Seine Mutter hatte ganze Arbeit geleistet und dafür gesorgt, dass er nicht nur einigermaßen ausgeschlafen war, sondern auch Essen und Trinken nicht vergaß. Erholt und gestärkt hatte er endlich das Gefühl, einen klaren Gedanken fassen zu können. Er musste mit Justus sprechen, ob er wollte oder nicht. Doch bis er tatsächlich den Mut gefasst hatte, war weitere Zeit ins Land vergangen. Von Kelly hatte er sich schließlich die Adresse zu Justus' Apartment in Rocky Beach besorgt.

Und nun stand er hier und rang schon wieder mit sich.

»Entschuldigung«, ertönte plötzlich eine Stimme in seinem Rücken und riss ihn aus seinen Gedanken. »Könnte ich mal vorbei?«

Bob wandte sich um. Eine Frau mittleren Alters stand hinter ihm, in den Händen eine Einkaufstüte.

»Klar.« Bob sprang schnell auf Seite. »Sorry.«

Die Frau schloss die Tür auf und sah ihn dann neugierig an. »Wo wollen Sie hin?«

»Ähm, zu Mr. Jonas.«

»Na, dann kommen Sie rein.« Sie lächelte und bedeutete ihm mit dem Kopf mitzukommen.

Er folgte ihr und schenkte ihr ein dankbares Lächeln, was ihm trotz Nervosität erstaunlich gut gelang.

Vor Justus' Wohnungstür zögerte er erneut, gab sich jedoch einen Ruck und klopfte an. Er hörte ein Rumoren hinter der Tür, dann wurde sie geöffnet.

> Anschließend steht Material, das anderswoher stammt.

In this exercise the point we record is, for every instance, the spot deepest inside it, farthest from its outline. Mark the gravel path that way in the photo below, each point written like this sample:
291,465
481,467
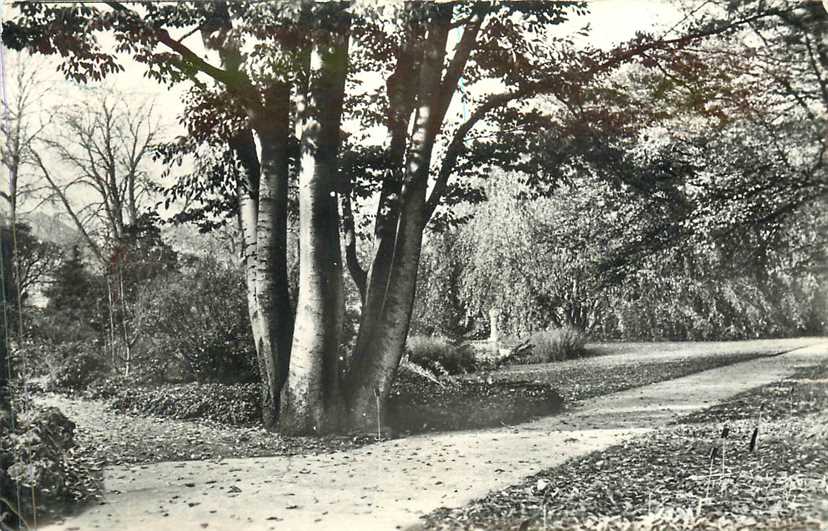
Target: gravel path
389,485
118,438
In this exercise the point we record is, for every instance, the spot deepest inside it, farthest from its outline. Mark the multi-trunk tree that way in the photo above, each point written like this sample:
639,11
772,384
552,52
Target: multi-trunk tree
286,84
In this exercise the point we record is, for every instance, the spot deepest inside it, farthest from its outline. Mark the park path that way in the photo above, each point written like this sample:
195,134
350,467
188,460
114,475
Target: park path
389,485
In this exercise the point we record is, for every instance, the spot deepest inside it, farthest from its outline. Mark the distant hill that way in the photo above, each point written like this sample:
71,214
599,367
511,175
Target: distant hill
50,227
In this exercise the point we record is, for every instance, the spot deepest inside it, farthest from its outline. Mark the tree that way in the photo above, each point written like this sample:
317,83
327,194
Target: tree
297,80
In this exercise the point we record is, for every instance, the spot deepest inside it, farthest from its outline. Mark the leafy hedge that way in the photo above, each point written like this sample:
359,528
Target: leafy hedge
237,404
559,344
40,453
440,355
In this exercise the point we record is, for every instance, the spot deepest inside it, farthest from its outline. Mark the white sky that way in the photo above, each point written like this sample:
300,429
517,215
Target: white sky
611,21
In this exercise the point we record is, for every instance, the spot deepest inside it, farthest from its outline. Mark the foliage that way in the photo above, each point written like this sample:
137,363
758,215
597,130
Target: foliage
28,262
72,366
440,355
438,309
41,454
236,404
196,317
559,344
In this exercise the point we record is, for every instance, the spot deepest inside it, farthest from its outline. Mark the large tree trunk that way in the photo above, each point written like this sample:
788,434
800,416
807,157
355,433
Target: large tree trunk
311,401
375,363
263,199
245,149
271,276
402,88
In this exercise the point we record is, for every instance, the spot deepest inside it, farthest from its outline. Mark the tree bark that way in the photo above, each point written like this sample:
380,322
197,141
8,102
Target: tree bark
272,289
311,401
402,88
374,366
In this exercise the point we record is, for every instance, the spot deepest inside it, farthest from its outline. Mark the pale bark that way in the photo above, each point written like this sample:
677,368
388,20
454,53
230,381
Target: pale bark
272,289
311,401
375,364
263,201
402,88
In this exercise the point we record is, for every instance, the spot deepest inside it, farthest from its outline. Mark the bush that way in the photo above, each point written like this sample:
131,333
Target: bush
559,344
440,356
72,367
41,454
196,321
237,404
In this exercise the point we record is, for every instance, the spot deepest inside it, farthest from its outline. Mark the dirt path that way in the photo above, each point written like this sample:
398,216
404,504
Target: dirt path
389,485
119,438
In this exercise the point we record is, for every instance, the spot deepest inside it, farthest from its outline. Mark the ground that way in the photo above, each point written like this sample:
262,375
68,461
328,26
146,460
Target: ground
392,483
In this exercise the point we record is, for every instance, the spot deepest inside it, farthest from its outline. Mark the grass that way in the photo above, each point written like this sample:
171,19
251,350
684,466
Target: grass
664,480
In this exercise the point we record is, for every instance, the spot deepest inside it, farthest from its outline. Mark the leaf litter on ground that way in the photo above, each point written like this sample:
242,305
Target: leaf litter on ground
666,480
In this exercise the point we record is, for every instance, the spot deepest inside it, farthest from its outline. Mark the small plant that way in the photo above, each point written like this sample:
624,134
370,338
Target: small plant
440,356
559,344
73,367
236,404
41,468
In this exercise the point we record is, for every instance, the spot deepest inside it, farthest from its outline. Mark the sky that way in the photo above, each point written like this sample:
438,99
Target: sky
611,22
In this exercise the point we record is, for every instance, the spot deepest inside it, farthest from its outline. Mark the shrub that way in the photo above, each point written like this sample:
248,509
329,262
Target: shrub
440,356
72,367
559,344
236,404
197,320
41,454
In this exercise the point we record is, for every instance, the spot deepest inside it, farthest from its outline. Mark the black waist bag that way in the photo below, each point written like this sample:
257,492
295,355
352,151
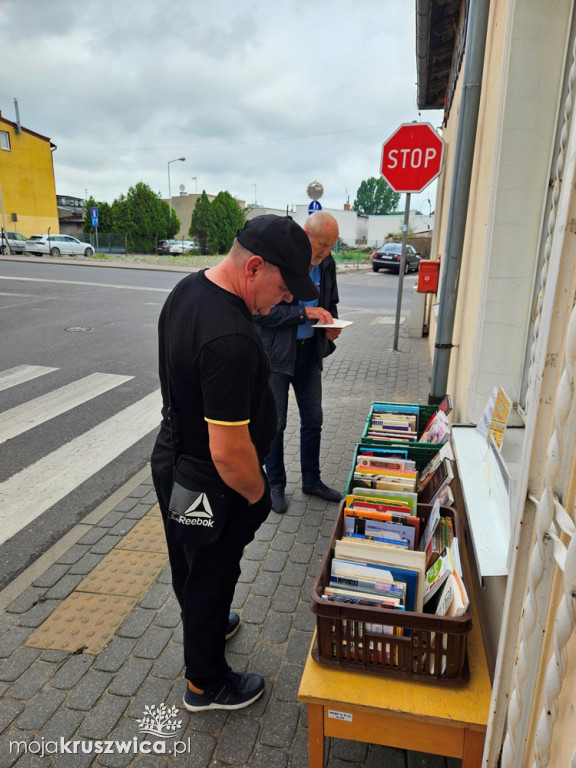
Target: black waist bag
200,501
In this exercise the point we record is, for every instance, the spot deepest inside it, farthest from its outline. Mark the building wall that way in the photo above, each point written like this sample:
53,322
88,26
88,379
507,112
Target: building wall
27,182
509,185
519,252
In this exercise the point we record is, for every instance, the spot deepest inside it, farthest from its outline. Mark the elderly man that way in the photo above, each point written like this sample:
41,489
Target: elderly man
296,352
219,418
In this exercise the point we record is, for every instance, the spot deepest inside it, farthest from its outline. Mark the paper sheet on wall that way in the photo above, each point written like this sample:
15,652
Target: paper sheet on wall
495,416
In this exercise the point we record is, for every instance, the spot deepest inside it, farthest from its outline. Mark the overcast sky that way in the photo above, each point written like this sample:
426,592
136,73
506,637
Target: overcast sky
260,97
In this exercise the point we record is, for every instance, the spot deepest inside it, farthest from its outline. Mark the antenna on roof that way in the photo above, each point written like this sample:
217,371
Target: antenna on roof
18,126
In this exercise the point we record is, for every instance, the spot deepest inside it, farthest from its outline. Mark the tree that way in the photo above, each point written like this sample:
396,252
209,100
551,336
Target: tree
226,218
375,197
200,222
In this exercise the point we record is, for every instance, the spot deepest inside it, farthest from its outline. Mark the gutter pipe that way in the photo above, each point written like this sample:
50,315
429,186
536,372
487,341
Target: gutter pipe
459,194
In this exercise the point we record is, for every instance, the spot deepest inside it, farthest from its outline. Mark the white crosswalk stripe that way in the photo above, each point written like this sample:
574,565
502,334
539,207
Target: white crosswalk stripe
22,373
33,490
28,415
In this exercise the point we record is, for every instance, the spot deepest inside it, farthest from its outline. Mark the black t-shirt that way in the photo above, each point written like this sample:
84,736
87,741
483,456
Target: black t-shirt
219,371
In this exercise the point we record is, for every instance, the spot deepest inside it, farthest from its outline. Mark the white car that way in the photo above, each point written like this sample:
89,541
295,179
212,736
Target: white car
12,242
56,245
182,246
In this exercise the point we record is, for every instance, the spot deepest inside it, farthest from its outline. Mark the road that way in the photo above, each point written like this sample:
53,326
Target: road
79,400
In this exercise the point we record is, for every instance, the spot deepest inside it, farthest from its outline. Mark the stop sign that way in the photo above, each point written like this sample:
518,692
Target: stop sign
412,157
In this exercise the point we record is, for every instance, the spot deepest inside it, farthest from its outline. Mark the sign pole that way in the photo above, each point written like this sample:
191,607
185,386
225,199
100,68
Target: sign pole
401,270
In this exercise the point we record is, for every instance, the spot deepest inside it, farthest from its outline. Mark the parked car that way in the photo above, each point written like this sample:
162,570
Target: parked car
390,255
56,245
175,247
163,247
12,242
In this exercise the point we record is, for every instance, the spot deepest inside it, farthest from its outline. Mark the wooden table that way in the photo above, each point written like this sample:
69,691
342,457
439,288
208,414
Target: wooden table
399,713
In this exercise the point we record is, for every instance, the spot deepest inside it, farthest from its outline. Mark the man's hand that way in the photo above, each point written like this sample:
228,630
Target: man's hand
235,458
320,314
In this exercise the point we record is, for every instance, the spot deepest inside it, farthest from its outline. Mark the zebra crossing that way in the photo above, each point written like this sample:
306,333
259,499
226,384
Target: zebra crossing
28,493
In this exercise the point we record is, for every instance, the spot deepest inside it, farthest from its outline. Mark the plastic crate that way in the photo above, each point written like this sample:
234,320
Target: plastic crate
421,453
417,456
431,649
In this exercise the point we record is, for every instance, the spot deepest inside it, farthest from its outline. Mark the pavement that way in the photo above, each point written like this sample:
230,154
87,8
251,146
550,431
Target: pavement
91,667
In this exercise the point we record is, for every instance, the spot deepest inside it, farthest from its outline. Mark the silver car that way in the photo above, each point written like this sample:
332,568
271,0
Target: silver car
389,256
57,245
12,242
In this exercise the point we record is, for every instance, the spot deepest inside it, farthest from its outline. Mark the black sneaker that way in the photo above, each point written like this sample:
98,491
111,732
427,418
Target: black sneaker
238,691
323,491
233,625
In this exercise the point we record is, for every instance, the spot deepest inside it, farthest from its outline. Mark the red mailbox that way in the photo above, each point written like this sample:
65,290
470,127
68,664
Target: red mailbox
428,273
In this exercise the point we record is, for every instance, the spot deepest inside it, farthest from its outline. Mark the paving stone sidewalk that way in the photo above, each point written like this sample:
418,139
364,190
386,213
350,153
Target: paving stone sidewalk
54,701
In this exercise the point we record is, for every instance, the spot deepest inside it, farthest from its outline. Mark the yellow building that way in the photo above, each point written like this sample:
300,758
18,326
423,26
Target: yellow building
27,185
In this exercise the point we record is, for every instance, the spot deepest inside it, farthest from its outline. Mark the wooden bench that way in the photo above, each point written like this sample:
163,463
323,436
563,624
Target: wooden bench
399,713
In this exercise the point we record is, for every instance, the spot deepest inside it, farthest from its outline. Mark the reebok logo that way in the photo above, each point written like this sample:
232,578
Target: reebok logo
198,513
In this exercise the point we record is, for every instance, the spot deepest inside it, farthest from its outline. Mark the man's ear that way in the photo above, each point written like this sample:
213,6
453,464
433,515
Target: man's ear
253,264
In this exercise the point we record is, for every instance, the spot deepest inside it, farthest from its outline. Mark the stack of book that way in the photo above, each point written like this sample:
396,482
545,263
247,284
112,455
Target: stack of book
437,430
397,422
434,481
388,471
444,590
388,558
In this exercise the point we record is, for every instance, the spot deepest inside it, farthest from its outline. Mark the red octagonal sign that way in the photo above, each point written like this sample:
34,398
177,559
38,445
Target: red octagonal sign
412,157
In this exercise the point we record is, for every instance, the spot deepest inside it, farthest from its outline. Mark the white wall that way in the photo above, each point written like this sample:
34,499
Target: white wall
356,229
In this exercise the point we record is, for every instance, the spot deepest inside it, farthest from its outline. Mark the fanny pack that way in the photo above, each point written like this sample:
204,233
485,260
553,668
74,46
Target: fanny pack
200,501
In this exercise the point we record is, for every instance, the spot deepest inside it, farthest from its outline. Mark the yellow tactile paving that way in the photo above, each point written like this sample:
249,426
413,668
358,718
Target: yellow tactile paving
123,572
83,623
87,619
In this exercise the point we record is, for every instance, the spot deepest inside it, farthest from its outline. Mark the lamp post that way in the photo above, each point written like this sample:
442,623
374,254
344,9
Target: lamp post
178,159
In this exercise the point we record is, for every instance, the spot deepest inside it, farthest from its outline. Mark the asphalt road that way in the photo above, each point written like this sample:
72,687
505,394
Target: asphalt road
62,449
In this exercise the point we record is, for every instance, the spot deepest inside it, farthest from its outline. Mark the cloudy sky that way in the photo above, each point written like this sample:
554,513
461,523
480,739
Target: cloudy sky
260,97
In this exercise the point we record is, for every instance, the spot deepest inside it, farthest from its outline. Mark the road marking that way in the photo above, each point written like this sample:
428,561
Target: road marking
80,282
14,376
34,412
29,493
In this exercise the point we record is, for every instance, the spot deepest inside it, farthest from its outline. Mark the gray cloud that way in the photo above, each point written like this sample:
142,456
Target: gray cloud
257,93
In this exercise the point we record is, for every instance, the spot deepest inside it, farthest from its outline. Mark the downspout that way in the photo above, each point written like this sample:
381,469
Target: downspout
459,194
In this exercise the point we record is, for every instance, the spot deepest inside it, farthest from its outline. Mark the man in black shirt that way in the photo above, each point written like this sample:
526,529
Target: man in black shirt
218,409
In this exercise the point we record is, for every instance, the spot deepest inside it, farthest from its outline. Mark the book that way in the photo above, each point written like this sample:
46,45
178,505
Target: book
437,430
411,579
401,498
437,574
395,589
384,482
336,324
392,559
373,525
436,480
453,600
373,450
360,598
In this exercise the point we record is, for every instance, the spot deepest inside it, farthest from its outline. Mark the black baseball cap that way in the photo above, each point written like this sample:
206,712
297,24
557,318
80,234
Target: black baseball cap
282,242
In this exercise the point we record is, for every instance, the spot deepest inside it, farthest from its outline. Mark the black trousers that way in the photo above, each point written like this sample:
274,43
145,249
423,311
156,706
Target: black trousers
204,580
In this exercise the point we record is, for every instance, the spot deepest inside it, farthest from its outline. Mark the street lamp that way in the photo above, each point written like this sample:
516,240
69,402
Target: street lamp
178,159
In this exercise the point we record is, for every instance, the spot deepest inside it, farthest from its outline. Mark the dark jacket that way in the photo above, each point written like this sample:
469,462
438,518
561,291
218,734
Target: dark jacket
279,327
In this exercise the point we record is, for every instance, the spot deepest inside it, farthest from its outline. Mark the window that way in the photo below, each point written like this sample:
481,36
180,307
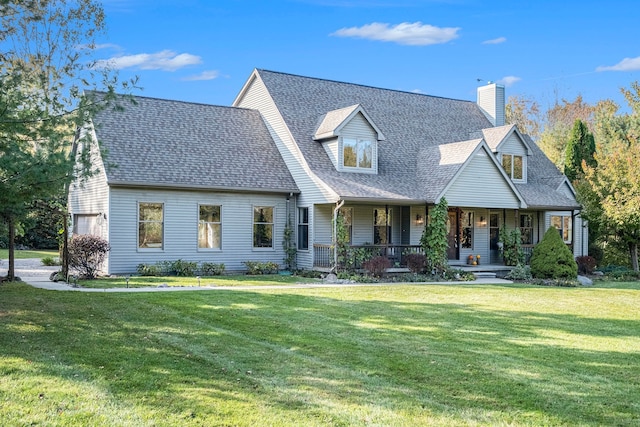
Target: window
209,227
563,224
526,229
263,227
357,153
381,226
513,166
347,222
303,228
150,225
467,230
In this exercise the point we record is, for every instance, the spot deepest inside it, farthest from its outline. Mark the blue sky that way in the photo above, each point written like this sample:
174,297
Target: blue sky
204,51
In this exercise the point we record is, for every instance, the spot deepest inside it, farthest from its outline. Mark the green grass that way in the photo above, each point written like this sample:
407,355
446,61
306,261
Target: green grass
454,355
226,280
4,254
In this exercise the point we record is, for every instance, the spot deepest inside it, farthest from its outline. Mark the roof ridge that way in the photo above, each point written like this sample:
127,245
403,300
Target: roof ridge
363,85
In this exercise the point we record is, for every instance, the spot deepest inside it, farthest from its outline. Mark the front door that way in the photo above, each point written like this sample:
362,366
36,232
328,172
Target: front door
452,235
494,238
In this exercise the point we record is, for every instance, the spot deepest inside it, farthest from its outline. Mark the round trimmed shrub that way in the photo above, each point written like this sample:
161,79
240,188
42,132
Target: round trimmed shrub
552,258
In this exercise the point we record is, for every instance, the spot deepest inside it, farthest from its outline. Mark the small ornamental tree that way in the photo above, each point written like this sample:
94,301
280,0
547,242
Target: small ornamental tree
552,259
434,238
86,254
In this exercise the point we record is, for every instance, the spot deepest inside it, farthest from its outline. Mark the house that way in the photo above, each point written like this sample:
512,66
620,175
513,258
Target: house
221,184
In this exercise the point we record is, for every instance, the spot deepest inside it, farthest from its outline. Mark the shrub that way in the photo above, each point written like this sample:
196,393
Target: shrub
212,269
416,263
50,261
86,254
257,267
376,266
586,264
183,268
148,270
519,272
552,259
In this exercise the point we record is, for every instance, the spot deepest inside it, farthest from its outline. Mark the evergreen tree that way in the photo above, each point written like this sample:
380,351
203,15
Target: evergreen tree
581,147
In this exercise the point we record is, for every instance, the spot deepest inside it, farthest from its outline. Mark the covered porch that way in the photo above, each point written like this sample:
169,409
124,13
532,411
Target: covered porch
395,231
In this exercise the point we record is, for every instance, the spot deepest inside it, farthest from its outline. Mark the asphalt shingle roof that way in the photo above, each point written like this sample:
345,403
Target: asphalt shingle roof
157,142
414,125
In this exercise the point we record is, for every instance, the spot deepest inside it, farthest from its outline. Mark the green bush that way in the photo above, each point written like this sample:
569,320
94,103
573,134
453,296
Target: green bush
257,267
376,266
212,269
184,268
520,272
86,254
552,259
148,270
416,263
50,261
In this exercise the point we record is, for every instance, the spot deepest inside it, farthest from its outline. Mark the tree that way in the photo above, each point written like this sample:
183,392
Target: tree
581,147
434,238
524,113
610,191
558,124
45,51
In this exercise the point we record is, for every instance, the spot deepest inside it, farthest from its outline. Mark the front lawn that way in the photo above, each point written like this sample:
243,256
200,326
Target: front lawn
24,254
225,280
400,355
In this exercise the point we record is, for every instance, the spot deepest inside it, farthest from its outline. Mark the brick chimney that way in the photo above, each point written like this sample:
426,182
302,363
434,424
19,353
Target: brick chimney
491,102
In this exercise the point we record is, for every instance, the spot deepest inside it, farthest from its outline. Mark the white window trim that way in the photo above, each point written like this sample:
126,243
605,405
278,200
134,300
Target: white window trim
198,248
161,248
563,215
358,169
524,166
272,248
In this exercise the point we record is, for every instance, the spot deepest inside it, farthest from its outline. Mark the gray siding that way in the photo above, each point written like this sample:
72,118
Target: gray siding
181,228
480,184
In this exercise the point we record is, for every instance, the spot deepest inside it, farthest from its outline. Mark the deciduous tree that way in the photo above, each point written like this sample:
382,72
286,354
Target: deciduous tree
45,52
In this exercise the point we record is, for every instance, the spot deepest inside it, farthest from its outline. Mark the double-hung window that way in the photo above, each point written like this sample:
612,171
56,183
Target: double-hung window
263,227
513,166
526,229
209,227
563,224
303,228
357,153
150,225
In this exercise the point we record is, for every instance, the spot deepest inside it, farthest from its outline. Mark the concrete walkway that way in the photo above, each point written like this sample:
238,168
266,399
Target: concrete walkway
33,273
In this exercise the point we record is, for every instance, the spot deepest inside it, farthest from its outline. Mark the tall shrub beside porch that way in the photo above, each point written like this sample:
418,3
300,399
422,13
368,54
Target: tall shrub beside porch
434,238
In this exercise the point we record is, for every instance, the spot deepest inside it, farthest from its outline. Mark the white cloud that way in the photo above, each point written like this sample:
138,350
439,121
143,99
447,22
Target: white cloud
509,80
166,60
495,41
415,34
205,75
627,64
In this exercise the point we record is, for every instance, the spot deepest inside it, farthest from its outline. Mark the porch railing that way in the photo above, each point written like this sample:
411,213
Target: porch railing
323,254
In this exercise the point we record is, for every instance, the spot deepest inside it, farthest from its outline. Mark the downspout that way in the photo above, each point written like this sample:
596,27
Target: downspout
339,204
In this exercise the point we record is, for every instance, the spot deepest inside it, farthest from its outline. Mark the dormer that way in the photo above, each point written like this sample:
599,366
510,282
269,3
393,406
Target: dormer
350,138
511,149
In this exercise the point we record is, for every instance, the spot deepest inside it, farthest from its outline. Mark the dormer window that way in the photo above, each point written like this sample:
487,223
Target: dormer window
514,166
357,153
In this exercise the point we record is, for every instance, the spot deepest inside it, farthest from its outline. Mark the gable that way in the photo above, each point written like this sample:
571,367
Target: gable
482,183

Ihre Blicke trafen sich. Einen kurzen Moment starrten sich beide wortlos an. Justus hatte sich verändert, wie Bob feststellen musste. Er war nicht mehr der pummelige Junge von damals. Stattdessen war der Bauch verschwunden und seine Schultern gleichzeitig breiter geworden. Offensichtlich hatte er im Laufe der letzten Jahre doch noch Freude am Sport gefunden.

Es war nicht zu übersehen, dass auch er Blessuren von dem Unfall davongetragen hatte. An seiner Stirn prangte ein großes Pflaster, sein rechtes Auge war blau unterlaufen und leicht angeschwollen. Außerdem bemerkte Bob, dass die rechte Hand bandagiert war.

»Hey«, sagte Justus schließlich nach einer langen Zeit des Schweigens und trat zur Seite. »Komm rein.«

Bob betrat die kleine Wohnung und stand gleich in einem schlicht eingerichteten Wohnzimmer, mit angrenzender Küche. Zwei Türen gingen vom Wohnzimmer ab. Schlafzimmer und Badezimmer, wie Bob vermutete. Die Küche bestand eigentlich nur aus einer Küchenzeile und einem schmalen Esstisch, an dem vier Stühle standen. Auch hier war alles schlicht gehalten und es blitzte vor Sauberkeit.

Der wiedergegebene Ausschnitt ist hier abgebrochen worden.